On another level, it is also important to recognize that the comparison- and detection-based approaches have complementary strengths and weaknesses in relation to the types of errors they help us avoid. Statisticians refer to Type I and Type II errors, which can be described as false positives and false negatives, respectively. In the context of the present discussion, a Type I error would be one where the researcher concludes that L1 effects are present when in fact they are not (i.e. a false positive). A Type II error would correspondingly involve the interpretation that L1 effects are not present when in fact they are (i.e. a false negative). In my previous work on argumentative rigor (Jarvis, 2000, 2010; Jarvis & Pavlenko, 2008), I have been concerned mainly (though implicitly) with the avoidance of Type I errors, which the comparison-based approach appears to be especially well suited to prevent due to its reliance on so many types of evidence related to both group-specificity and source-language-specificity. Recently, however, I have become increasingly concerned about Type II errors and the possible real L1 effects that researchers may continually overlook – like fish in a pond that are never seen or caught until the right tools and techniques are used. For reasons that will become clear in the next section of this chapter, the exploratory techniques associated with the detection-based approach are well suited to detecting subtle, complex, and unpredicted instances of L1 influence that can easily be overlooked – and may not even be anticipated – in the comparison-based approach, and these techniques give the detection-based approach certain advantages over the comparison-based approach in relation to the prevention of Type II errors.

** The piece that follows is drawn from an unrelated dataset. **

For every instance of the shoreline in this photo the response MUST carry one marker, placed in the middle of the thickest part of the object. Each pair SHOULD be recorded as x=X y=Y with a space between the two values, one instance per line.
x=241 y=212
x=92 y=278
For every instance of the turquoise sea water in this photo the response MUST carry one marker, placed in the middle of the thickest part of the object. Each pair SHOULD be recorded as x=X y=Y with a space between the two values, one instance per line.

Figure 1.4 The detection-based argument for transfer

The detection-based approach may be particularly useful for investigating indirect L1 effects where source-language-specificity is elusive – that is where learners’ TL behavior does not reflect their L1 behavior, but where learners’ perceptions and assumptions about the relationships between the L1 and TL do nevertheless affect how they navigate their way through the learning and use of the TL. Such effects might be found, for example, in learners’ patterns of avoidance, where they avoid using features of the TL that are different from the L1 in a way that makes those features seem difficult to use (e.g. Schachter, 1974). Indirect L1 effects might also be found in the ways in which the L1 constrains the range of hypotheses that learners make about how the TL works (cf. Schachter, 1992), such as when Finnish-speaking learners of English use in to mean from – something that learners from most other L1 backgrounds do not do, and also something that Finnish speakers themselves do not do in their L1, but which is nevertheless motivated by abstract principles of the L1 (Jarvis & Odlin, 2000). Indirect L1 effects in which TL behavior is not congruent with L1 behavior also involve cases where learners’ TL behavior is neither L1-like nor target-like, but instead either (a) reflects compromises between both systems (e.g. Graham & Belnap, 1986; Pavlenko & Malt, 2011) or (b) involves the relaxing of TL constraints that are incompatible with L1 constraints (cf. Brown & Gullberg, 2011; Flecken, 2011). Other cases of indirect L1 effects in which evidence of cross-language congruity is difficult to find involve cases where the TL has a feature that does not exist in the L1 (e.g. articles or prepositions), or where corresp...